Operational alignment with Minnesota OCM expectations
The stated intent is alignment with OCM naming standards. For Minnesota operators, this is a signal that regulators and auditors may expect to see these conventions used consistently in Metrc records during reviews.
How to implement the convention in your cultivation workflow
Standardize the date format: The bulletin example uses MM/DD/YYYY (e.g., 08/11/2025). Use a single date format consistently so your Metrc search results sort and filter predictably across teams.
Train staff on HB vs. MB: If your site performs partial harvest/manicure activities across multiple days, ensure staff understand when to create a manicure batch versus a harvest batch so the required “HB” or “MB” element is accurate.

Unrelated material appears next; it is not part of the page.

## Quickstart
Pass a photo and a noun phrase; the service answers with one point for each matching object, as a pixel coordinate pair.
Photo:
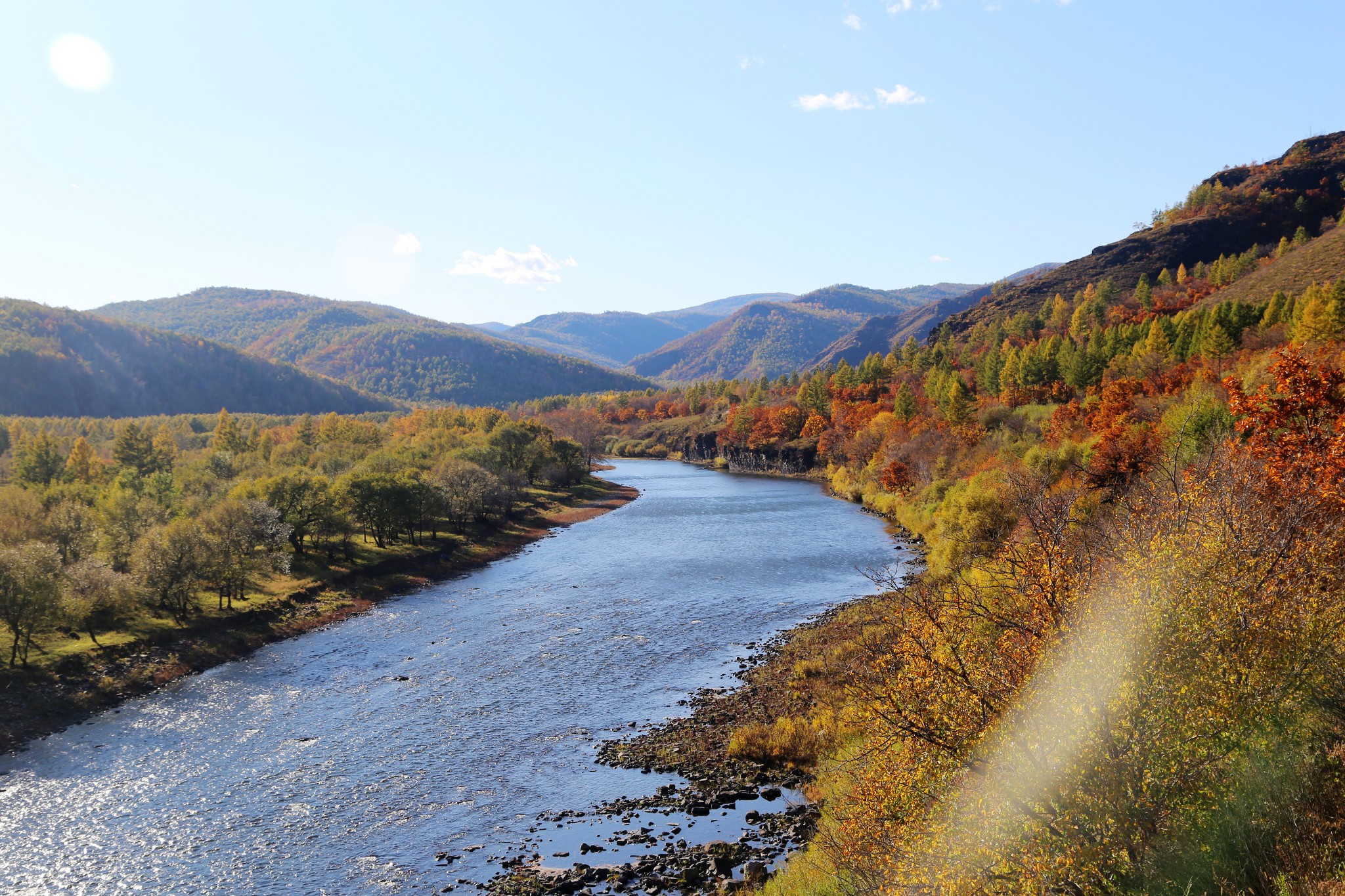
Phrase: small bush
(790, 742)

Confirm Auto vs. Photo at the cultivar level: Ensure your genetics library (and internal SOPs) clearly designates whether a strain is autoflower or photoperiod so the final element of the batch name remains consistent.
Metrc resources referenced in the bulletin
Metrc Support portal: Use https://support.metrc.com or access Support from within the Metrc system (Support dropdown in the navigation toolbar) to reach the portal.

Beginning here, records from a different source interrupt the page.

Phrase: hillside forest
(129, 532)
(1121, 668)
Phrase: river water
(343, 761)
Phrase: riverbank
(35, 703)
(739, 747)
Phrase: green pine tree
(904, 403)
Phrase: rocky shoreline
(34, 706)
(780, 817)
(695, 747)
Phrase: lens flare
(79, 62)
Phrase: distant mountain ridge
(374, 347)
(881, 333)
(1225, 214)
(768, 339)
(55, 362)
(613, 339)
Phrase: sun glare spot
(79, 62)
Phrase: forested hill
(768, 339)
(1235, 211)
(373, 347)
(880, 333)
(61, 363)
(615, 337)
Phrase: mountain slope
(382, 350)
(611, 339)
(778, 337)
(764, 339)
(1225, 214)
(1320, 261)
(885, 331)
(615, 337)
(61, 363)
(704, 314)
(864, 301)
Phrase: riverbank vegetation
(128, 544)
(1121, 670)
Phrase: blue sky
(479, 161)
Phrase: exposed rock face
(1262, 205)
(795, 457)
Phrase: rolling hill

Metrc Learn training: The bulletin directs users to Metrc Learn and the “Create a Harvest Batch” training video for step-by-step system guidance.
Additional in-system resources: In Metrc, use the Support dropdown to access educational guides, manuals, and other materials.
Where Distru tools can help: labels and ERP alignment
DistruLabels (100% free) for compliant retail labels
While this bulletin focuses on harvest and manicure batch names (not packaging labels), many operators still run into compliance issues later when packaging and retail labeling must match the regulated data trail. DistruLabels is a 100% free tool for creating compliant packaging and retail labels and can help teams stay organized with requirements tied to Metrc Retail ID workflows by reducing manual label errors and improving consistency between your operational records and what prints on the label.
DistruERP for larger, end-to-end supply chain operations
For larger operators who need broader operational control beyond naming conventions, DistruERP is Distru’s comprehensive Cannabis ERP platform designed for complete supply chain management, helping teams coordinate cultivation, manufacturing, inventory, sales, and compliance-related workflows in one system.
Compliance takeaway for Minnesota cultivators
For Metrc (Minnesota) cultivators, the core requirement is straightforward: when you create a new harvest batch or manicure batch in Metrc, name it using “Strain | Date | HB/MB | Auto/Photo.” Build the convention into SOPs and training so every batch created going forward is consistent, searchable, and aligned with OCM-focused naming standards.